The Blue Moon Diamond Breaks all Records in a $48 Million Dollar Sale

Despite it being a tough year in the diamond industry, color diamond sales continue to soar at auction! It is never wise to generalize, as the recent auction sales of color diamonds have just proven.

The colorless diamond market may not be thriving right now as it has in the past, but color diamonds on the other hand are seeing record-breaking prices left and right. From the 16.08-carat vivid pink diamond that sold at auction for $28.5 million on November 10, 2015 in Geneva to the extremely rare blue diamond that sold a day later in the same location for $48.5 million, color diamonds are still on the rise.

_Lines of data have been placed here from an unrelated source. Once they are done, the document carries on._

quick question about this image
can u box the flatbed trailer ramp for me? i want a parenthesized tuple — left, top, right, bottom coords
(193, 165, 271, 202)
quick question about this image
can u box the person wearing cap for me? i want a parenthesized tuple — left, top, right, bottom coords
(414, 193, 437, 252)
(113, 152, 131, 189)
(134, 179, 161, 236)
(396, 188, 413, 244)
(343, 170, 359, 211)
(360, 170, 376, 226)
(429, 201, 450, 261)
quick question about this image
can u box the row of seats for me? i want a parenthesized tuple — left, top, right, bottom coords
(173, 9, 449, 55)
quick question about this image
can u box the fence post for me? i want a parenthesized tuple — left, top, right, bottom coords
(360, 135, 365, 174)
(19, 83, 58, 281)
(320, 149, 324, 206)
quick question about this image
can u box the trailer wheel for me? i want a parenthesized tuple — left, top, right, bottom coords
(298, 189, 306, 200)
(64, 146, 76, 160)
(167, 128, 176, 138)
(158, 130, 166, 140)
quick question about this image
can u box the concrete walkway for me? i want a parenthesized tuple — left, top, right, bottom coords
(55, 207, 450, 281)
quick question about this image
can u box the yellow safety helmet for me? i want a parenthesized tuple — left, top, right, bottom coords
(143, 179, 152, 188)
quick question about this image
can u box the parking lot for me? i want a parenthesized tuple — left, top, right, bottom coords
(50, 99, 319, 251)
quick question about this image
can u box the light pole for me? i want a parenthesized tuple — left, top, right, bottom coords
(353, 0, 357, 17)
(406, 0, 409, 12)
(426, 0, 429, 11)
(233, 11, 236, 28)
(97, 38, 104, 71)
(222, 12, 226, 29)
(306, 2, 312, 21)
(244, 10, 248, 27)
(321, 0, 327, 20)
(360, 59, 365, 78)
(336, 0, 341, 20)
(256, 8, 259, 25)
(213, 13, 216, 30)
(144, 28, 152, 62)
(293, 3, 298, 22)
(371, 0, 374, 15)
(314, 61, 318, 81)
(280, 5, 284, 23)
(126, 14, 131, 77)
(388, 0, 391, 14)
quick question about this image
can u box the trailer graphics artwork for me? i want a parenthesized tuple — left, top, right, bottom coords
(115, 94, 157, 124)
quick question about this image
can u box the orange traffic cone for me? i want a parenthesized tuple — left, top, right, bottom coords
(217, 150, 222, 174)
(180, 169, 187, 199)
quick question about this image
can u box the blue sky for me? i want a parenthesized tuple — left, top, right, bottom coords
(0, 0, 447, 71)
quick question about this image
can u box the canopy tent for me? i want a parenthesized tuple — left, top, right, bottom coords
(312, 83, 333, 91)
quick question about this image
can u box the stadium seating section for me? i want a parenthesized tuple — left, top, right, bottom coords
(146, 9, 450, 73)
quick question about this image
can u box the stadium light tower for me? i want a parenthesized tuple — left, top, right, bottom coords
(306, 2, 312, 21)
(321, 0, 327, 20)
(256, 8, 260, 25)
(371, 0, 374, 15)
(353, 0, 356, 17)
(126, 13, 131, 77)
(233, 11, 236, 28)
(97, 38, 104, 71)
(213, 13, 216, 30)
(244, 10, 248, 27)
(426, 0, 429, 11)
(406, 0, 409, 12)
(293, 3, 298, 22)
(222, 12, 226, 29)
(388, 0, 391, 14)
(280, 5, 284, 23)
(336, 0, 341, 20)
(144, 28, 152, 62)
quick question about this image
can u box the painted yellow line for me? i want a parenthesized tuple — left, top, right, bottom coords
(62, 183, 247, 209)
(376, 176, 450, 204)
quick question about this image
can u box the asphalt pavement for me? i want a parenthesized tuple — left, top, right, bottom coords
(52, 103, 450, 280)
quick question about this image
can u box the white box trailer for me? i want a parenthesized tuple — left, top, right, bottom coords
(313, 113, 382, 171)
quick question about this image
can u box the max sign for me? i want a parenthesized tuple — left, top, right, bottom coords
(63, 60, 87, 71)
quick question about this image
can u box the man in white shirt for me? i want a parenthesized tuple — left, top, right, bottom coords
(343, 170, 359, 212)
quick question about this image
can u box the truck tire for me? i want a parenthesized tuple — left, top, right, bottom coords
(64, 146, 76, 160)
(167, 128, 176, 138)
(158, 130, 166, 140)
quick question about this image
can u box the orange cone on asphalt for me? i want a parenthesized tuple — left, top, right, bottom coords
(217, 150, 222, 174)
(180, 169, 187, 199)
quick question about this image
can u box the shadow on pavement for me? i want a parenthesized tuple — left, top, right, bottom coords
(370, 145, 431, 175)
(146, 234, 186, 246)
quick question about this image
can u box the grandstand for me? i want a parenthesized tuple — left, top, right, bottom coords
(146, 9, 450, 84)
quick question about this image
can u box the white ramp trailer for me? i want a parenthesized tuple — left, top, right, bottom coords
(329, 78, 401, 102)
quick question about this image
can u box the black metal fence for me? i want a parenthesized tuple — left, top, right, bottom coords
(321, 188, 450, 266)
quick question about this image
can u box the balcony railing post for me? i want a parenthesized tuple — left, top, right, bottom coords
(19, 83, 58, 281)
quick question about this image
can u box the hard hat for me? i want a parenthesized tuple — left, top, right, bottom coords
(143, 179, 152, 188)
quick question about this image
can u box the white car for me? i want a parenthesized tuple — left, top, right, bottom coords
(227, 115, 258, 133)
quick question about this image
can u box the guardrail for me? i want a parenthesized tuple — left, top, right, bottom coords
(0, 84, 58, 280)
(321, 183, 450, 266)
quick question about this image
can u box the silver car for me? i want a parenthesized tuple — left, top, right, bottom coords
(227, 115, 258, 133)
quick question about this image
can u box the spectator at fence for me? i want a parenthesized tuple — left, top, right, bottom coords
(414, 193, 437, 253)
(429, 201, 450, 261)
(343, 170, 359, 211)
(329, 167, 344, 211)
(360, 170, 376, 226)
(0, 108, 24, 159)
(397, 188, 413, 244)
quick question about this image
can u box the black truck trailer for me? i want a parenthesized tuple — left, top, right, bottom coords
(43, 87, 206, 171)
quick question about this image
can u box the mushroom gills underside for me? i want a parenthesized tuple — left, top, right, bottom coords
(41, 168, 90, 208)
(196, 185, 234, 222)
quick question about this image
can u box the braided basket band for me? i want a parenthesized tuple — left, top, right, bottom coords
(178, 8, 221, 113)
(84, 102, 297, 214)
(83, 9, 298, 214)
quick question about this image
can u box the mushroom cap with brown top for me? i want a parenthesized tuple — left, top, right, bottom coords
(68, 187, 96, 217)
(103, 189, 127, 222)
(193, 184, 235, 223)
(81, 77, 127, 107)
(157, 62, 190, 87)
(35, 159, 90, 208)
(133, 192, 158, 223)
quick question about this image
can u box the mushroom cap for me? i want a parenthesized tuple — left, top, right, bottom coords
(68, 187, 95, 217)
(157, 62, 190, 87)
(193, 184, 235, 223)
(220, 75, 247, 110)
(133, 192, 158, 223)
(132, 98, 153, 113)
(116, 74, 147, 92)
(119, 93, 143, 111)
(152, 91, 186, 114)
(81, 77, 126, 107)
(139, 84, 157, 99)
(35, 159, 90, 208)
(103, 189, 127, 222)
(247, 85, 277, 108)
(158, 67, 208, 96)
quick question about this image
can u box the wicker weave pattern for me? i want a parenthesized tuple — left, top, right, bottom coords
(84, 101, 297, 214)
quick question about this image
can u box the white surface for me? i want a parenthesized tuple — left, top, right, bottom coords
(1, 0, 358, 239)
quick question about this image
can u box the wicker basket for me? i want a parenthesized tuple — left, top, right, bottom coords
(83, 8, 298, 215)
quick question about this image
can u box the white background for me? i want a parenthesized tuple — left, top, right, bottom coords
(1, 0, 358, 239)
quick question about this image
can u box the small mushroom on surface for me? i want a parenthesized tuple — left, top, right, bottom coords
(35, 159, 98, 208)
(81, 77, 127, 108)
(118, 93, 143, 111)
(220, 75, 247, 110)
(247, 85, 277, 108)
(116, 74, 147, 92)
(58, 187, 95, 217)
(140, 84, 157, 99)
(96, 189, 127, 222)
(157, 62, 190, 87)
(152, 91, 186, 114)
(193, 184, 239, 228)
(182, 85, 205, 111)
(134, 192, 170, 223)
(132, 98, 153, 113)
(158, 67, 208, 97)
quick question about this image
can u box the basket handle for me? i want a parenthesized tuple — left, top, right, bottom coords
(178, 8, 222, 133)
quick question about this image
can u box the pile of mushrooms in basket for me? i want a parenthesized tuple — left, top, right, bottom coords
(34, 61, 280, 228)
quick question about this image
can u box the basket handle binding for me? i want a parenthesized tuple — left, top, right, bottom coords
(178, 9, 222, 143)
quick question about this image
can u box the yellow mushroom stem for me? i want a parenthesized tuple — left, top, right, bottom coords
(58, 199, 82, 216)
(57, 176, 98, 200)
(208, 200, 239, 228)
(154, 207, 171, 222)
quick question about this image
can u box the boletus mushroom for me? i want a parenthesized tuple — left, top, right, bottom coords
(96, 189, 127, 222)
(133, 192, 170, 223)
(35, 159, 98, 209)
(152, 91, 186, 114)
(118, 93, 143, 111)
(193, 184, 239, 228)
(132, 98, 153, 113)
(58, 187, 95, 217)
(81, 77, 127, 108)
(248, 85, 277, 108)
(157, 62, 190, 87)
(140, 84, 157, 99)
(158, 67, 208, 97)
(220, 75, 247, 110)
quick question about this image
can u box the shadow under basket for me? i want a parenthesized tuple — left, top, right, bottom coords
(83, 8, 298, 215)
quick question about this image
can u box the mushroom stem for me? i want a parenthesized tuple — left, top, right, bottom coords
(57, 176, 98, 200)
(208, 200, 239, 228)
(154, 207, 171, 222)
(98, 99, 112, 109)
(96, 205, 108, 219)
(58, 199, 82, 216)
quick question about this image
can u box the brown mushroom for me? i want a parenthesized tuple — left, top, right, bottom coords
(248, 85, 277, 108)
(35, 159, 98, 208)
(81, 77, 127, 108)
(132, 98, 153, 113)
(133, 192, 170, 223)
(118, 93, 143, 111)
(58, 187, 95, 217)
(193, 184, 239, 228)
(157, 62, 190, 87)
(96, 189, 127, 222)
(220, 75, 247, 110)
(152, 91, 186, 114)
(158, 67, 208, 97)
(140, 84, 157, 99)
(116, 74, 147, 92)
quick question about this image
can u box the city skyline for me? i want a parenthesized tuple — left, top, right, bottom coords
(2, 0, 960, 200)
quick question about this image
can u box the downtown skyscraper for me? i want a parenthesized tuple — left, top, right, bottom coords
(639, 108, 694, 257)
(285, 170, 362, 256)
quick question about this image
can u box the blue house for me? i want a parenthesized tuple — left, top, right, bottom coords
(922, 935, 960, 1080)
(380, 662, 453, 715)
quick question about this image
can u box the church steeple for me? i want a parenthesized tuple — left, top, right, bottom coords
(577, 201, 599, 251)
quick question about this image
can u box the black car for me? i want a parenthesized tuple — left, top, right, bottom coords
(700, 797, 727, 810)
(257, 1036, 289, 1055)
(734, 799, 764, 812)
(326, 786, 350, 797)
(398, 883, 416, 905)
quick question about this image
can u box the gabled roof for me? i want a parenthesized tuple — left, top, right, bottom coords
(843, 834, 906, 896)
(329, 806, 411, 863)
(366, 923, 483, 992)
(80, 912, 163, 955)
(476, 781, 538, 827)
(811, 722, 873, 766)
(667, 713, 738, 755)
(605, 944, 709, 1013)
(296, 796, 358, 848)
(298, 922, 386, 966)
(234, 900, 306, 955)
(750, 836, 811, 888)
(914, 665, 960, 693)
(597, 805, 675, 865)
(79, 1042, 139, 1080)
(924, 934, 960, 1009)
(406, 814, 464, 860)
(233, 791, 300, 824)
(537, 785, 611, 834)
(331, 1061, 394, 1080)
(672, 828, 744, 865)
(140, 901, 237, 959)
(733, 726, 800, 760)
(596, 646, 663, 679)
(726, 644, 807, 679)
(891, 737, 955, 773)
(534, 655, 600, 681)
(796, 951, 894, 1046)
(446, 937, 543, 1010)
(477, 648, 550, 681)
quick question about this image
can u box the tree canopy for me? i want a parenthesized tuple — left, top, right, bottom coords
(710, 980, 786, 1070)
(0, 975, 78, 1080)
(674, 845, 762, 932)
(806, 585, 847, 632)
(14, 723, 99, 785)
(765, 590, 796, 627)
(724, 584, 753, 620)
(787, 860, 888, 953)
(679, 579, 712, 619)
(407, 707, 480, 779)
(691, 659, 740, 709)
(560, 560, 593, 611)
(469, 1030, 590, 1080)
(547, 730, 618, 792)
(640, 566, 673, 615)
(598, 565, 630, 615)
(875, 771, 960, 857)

16.08-Carat Vivid Pink Diamond Ring Sells for $28.5 Million

On November 10, 2015 the largest vivid pink diamond ever to be offered at auction managed to bring in nearly $30 million. Estimated to sell for a maximum price of $28 million, the stone was purchased for slightly more than that astonishing sum by a private Asian buyer who named it ‘Sweet Josephine.’

The cushion shaped pink stone managed to break the record of highest price ever paid for a vivid pink diamond at auction. Set in a platinum setting and surrounded by two rows of pave colorless diamonds and a row of pink diamonds underneath, the pure colored vivid pink diamond is one of only three polished diamonds in the past 250 years to weigh in at over ten carats sold at auction. The band is also studded with small circular cut colorless diamonds. In addition to its unique size, color intensity level, and purity, the stone belongs to the type IIa diamond class. This category accounts for less than 2% of all diamonds and contains very slight traces, if any at all, of nitrogen, which is generally present in most diamonds. Needles to say this diamond raked in the highest sum out of all the lots of the sale, which totaled $109.5 million.

New Record Made with Sale of Blue Moon Diamond for $48.5 Million

As anticipated, the 12.03-carat Blue Moon Diamond, named for its extreme rarity (hence the name,) sold for an astronomical price thereby achieving the prestigious title of most expensive gemstone ever to be sold at auction. The last diamond to hold this title was the Graff Pink, a rare pink diamond that sold at Sotheby’s Geneva five years ago for $46,158, 674.

The blue stone was discovered in the Cullinan mine in South Africa last year and was cut from a 29.6-carat stone. The very same mine is famous for other notable diamonds, such as the 530-carat Star of Africa blue diamond, which belongs to the British Crown Jewels. Estimated to sell for anywhere between $35 million and $55 million, the stunning blue diamond closed in at $48.5 million, thus surpassing the iconic Graff Pink.

Due to slower economic mobility in China as well as other locations around the globe, the diamond industry has been experiencing less fluidity in its markets through 2015. However color diamonds are another story as their rarity and impending extinction makes them constantly relevant. Large and unusual stones such as these pink and blue diamonds are especially in demand, as we will most likely never see stones of their caliber at auction again. Their value is irreplaceable and those who have either bid on them or purchased them know this all too well.

It was a Hong Kong businessman, Joseph Lau, who purchased this stone and renamed it the ‘Blue Moon of Josephine,’ after his seven year old daughter. He made the purchase only one day after spending a whopping $28.5 million on the 16.08 carat pink diamond, also named after his daughter ‘Sweet Josephine.’

The market for colored diamonds has grown increasingly robust over the years. The sale of these two stones is sure to garner a whole lot more of attention in the run-up to this week’s jewel sales in Geneva and natural fancy color diamond purchases all over the world.